Summey stared at me with his mouth agape just enough for me to see the brown tobacco spit swirl around the viscous pink of his tongue. The wrinkles around his eyes were amplified by his spectacles.

“He’s going to Tech,” Mom said.

“Well,” he said. “If you’re going to school, that’s great. Maybe you’ll turn yourself around. I was just talking to Jacob about what he needed to do over there to fix all the goddamn damage that lunatic caused.”

“Hi, Jacob,” I said.

Jacob waved and smiled but did not say hello.

Summey had used Bob Jones students as labor for as long as I could remember, but they were mostly anonymous, interchangeable white boys with bad haircuts and midwestern accents. Jacob was different; he had been working for Summey for two years now, and as a foreign student with no work visa, he had no other real options. And he was Black.

“School is very important,” Jacob said. “That’s how I’m able to be here.”

“I know,” I said.

I hated the idea that I was pleasing everyone, even if it was just a scam for room and board.

“I’m sure Jacob can get the place ready before September, can’t you?” Summey said.

Jacob smiled and nodded.

There was something about the relationship that bothered me. It reminded me, perhaps, of the way Mom talked about Slim, the Black woman who’d raised the Summey children. To hear Mom tell it, she and Slim had loved each other, and I didn’t necessarily doubt her, but I felt as if they must have had very different experiences of that relationship.

“When they tried to make her sit in the back of the bus,” Mom said, “I tried to go with her, but she told me to sit my butt down in the front right now before I made things worse.”

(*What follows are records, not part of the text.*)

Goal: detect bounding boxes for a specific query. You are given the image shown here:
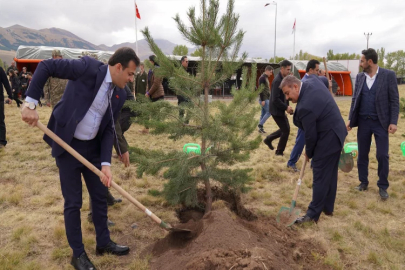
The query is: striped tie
[108,83,122,157]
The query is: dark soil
[150,208,328,270]
[144,190,329,270]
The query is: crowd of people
[0,47,399,270]
[258,48,399,224]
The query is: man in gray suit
[347,48,399,200]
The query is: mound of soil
[150,208,327,270]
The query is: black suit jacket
[269,72,288,116]
[294,76,347,159]
[349,68,399,131]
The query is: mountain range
[0,24,195,60]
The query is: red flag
[135,2,141,19]
[291,19,297,34]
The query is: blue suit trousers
[357,116,389,190]
[56,139,110,257]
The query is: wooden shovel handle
[293,158,307,201]
[37,121,162,228]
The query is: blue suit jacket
[349,68,399,131]
[27,56,126,162]
[294,75,347,159]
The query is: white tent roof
[16,45,114,61]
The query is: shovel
[276,158,307,227]
[37,121,191,233]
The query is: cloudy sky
[0,0,405,58]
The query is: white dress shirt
[73,68,112,166]
[364,67,380,89]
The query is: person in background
[257,65,273,133]
[135,63,148,96]
[263,60,294,156]
[0,67,13,150]
[19,67,28,98]
[347,48,399,200]
[145,55,165,102]
[8,69,23,108]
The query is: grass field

It seemed suspect, and something about the emotional part of Summey’s relationship to Jacob bothered me in the same way. Jacob didn’t just work for Summey doing odd jobs like helping fix the duplex. He also had to provide emotional support.

Beneath his bravado, Summey was a scared man. He could never be alone. He was terrified of silence and slept with the police scanner blaring by his bed at night. He was also petrified to travel and never went anywhere but Florida, for baseball spring training. But Nanny wanted to see the world, and she had started taking more trips, with my mom and dad or with my aunt Gaile—Mom, Nanny, and Gaile would go to three-day gospel music festivals the way Zooey went to Dead shows—and when Nanny was gone, Summey made Jacob spend the night with him. But then, he would always talk about how much he was helping Jacob, how much he did for Jacob, and how much Jacob loved him. I didn’t know what to make of all this, or if there was anything to make of it, as I left the carpet store that day.

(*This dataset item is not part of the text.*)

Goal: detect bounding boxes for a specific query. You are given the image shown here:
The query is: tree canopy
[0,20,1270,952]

Later that night, when I mentioned it to Blake, she tilted her head when she looked at me, as she did when my naivete astonished her, as if the four years that separated us were an uncrossable frontier.

“Me and Candy, a white girl, and Syreeta, who, you know, is Black, were talking at work one night. Candy said her parents weren’t racist, because her mom had been raised by a Black woman,” Blake said. “Syreeta laughed so hard she spit out her drink. ‘Your mama is just like the men who come in here and believe we love them.’”

I laughed, but I recognized something I’d not noticed before, something about how the strip club worked. The men who went in there weren’t paying for a naked body, they were paying for a flattering fantasy. They wanted to believe the women would want to spend time with them even if they hadn’t been working as strippers. It reminded me of Grandmother Woods’s illusion that the Africans were happy to have been enslaved; she’d tell me how lucky they were to have been brought to America and how much they loved Ole Marse.

The fantasy of love in this sort of racism is not incidental, it is an essential feature. If we can tell ourselves that the people we oppress love us and are happy about it, then we can justify that oppression.